Endogenous SA-βgal+ senescent beta cells have similar insulin content to SA-βgal− beta cells in human islets
Given that our chemical DNA damage model involves a p21+ senescence phenotype without upregulation of CDKN2A [11, 12, 26] or increase in the percentage of live SA-βgal+ cells (ESM Fig. 4b, d), we next monitored endogenous SA-βgal+ beta cells as a different subpopulation of senescent cells and examined differences in insulin content compared with SA-βgal− beta cells.
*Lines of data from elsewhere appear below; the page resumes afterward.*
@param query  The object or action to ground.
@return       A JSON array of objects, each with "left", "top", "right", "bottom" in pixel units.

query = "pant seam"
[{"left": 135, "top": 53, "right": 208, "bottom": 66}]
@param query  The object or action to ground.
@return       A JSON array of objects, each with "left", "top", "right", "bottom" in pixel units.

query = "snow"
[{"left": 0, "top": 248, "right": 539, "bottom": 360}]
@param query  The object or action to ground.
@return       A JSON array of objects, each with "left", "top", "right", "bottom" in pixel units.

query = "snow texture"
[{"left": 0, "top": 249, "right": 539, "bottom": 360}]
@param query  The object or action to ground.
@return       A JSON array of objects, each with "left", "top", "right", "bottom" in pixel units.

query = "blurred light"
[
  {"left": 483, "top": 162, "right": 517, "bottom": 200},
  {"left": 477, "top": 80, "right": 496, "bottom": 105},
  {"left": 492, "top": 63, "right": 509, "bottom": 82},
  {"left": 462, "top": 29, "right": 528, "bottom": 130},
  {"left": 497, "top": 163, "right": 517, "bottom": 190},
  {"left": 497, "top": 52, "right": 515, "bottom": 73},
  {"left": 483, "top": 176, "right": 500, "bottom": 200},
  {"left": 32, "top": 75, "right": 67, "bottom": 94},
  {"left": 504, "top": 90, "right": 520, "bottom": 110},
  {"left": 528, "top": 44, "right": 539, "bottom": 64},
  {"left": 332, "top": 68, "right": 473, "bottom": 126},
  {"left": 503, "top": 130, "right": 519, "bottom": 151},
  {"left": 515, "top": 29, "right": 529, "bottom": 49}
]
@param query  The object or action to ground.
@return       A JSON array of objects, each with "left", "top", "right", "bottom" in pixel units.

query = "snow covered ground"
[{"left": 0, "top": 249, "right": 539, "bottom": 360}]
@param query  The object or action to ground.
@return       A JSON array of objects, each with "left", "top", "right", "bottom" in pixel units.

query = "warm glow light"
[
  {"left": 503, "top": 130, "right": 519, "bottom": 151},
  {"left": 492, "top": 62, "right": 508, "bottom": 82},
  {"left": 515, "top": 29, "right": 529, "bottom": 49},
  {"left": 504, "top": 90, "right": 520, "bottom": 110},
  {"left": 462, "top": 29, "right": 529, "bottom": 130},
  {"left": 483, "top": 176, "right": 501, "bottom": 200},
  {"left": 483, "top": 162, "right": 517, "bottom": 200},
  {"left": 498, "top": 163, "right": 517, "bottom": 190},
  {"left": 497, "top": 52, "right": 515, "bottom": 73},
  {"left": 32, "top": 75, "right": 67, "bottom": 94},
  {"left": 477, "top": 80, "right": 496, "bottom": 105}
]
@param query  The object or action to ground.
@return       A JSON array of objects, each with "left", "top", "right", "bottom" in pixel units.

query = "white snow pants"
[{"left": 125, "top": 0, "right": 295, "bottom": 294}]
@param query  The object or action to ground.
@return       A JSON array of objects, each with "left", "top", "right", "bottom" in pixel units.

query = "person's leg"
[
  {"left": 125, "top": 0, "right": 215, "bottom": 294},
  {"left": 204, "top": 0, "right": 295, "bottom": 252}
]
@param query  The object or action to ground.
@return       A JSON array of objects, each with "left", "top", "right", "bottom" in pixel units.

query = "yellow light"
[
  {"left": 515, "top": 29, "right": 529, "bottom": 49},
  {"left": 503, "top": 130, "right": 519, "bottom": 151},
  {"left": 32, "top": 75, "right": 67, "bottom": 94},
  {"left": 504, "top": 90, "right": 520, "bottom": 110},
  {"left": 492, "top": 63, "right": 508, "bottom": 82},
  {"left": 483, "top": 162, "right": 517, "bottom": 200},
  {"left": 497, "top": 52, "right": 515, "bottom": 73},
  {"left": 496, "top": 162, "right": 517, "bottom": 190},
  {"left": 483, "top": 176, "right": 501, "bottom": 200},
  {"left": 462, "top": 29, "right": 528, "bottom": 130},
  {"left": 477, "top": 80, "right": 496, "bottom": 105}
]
To this end we used C12FDG to sort live human beta cells with the surface marker ENTPD3 [21] based on a C12FDGHigh (SA-βgal+) vs C12FDGLow (SA-βgal−) phenotype and performed ELISAs for insulin on the lysates (Fig. 2f). We noted a wide range of endogenous C12FDGHigh beta cells across islet preparations from three middle-aged adult donors aged 45–54 years, with approximately ~30% to ~80% C12FDGHigh beta cells (Fig. 2g and ESM Table 1). However, the insulin content of C12FDGHigh beta cells was not significantly different from that of C12FDGLow beta cells in these donors (Fig. 2h) (n=3 donor islet preparations). Taken together, these data support the notion that both DNA damaged p21-expressing senescent beta cells and endogenous SA-βgal+ senescent beta cells show similar insulin content when compared with their non-senescent counterparts.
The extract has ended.